A meteor that scientists estimate weighed 11 tons streaked at supersonic speed over Russia’s Ural Mountains on Friday, setting off blasts that injured nearly 1,000 people and frightened countless more. In one city – Chelyabinsk – 100’s were hurt by shattered glass, and the local Chabad House suffered damage.
Shluchim Rabbi Meir and Devorah Leah Kirsh lead the Jewish Community of Chelyabinsk and their Shul and Chabad House suffered serious damage to almost all their beautiful stain-glass window’s which were shattered when the meteorite streaked by.
Nevertheless, the Shluchim are reporting that with the help of the community they are cleaning up and will be ready to open for services this Shabbos.
The Russian Academy of Sciences said in a statement that the meteor over the Chelyabinsk region entered the Earth’s atmosphere at a speed of at least 33,000 mph and shattered about 18-32 miles above ground.
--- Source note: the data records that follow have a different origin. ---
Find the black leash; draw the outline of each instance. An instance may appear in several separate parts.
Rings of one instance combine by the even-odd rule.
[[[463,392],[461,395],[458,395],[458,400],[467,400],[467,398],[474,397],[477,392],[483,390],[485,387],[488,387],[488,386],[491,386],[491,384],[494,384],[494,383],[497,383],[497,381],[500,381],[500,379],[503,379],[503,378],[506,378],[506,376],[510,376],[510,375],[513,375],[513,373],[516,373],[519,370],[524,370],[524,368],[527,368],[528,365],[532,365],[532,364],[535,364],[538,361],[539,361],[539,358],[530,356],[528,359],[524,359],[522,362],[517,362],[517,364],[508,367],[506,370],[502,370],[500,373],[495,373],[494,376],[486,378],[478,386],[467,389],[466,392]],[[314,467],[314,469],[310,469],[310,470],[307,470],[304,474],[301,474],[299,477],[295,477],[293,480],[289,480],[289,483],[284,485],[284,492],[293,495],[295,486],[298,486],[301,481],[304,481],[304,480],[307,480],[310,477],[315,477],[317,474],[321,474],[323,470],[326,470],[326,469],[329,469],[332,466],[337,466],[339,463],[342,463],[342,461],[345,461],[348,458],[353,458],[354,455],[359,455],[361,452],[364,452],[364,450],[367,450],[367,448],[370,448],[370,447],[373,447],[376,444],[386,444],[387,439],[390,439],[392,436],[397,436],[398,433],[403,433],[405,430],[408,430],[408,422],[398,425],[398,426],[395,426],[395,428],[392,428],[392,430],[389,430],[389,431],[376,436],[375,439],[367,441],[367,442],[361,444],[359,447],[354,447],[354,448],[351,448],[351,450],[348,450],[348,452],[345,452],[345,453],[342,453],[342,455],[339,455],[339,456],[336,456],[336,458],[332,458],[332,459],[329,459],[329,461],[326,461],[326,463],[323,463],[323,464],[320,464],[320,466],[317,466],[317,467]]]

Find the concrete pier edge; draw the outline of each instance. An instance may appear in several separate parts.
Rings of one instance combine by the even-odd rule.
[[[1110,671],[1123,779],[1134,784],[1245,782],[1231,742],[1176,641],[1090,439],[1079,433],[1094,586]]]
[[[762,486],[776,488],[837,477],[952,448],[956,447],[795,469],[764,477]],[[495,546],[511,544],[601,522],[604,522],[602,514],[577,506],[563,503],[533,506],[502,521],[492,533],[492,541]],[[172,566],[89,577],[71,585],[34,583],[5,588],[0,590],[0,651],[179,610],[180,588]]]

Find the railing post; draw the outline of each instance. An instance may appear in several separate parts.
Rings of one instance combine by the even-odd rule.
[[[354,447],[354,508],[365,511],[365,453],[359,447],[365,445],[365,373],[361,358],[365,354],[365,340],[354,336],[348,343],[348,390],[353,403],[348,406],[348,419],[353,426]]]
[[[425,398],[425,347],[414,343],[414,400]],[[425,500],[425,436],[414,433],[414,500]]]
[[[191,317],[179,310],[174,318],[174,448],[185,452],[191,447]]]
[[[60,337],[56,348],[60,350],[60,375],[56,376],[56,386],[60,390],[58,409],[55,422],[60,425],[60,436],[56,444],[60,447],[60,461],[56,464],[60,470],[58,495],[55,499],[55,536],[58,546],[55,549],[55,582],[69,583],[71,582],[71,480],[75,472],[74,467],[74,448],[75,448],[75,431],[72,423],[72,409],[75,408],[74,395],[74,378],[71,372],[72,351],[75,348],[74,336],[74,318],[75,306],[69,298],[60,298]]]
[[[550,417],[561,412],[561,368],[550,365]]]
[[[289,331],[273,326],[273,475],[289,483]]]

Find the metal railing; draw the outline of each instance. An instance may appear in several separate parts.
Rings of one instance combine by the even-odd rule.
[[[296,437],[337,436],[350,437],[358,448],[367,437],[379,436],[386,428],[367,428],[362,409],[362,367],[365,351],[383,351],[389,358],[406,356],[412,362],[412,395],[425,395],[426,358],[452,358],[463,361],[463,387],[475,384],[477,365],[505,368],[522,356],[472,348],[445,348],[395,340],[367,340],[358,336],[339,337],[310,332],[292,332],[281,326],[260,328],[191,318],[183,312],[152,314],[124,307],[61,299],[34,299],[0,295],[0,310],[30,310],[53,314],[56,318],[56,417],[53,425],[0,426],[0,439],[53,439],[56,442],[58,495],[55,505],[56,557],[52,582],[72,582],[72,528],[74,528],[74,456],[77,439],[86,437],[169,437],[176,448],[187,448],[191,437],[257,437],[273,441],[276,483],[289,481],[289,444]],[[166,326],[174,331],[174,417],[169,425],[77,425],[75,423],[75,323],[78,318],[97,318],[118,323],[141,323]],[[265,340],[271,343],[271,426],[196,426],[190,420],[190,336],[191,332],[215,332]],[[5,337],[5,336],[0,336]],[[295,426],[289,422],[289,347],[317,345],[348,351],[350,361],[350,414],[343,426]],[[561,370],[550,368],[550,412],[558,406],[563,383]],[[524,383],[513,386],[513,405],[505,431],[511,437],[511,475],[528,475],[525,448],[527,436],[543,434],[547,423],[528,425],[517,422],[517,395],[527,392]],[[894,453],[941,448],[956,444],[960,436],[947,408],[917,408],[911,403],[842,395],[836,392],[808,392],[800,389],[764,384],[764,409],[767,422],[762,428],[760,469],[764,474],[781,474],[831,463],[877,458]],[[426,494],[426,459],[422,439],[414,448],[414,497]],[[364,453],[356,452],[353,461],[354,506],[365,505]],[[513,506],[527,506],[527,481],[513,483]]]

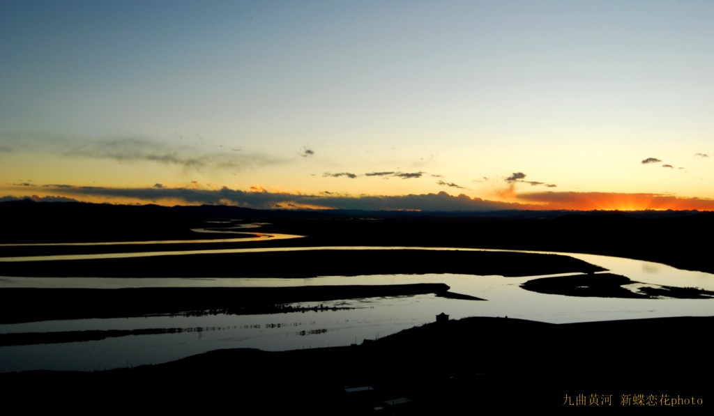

The fall caused explosions that broke glass over a wide area. The Emergency Ministry says more than 500 people sought treatment after the blasts and that 34 of them were hospitalized.
“There was panic. People had no idea what was happening. Everyone was going around to people’s houses to check if they were OK,” said Sergey Hametov, a resident of Chelyabinsk, about 930 miles east of Moscow, the biggest city in the affected region.
“We saw a big burst of light then went outside to see what it was and we heard a really loud thundering sound,” he told The Associated Press by telephone.
Another Chelyabinsk resident, Valya Kazakov, said some elderly women in his neighborhood started crying out that the world was ending.
Meteors typically cause sizeable sonic booms when they enter the atmosphere because they are traveling much faster than the speed of sound. Injuries on the scale reported Friday, however, are extraordinarily rare.
Reports conflicted on what exactly happened in the clear skies. A spokeswoman for the Emergency Ministry, Irina Rossius, told The Associated Press that there was a meteor shower, but another ministry spokeswoman, Elena Smirnikh, was quoted by the Interfax news agency as saying it was a single meteor.
Amateur video broadcast on Russian television showed an object speeding across the sky about 9:20 a.m. local time (0320 GMT), leaving a thick white contrail and an intense flash.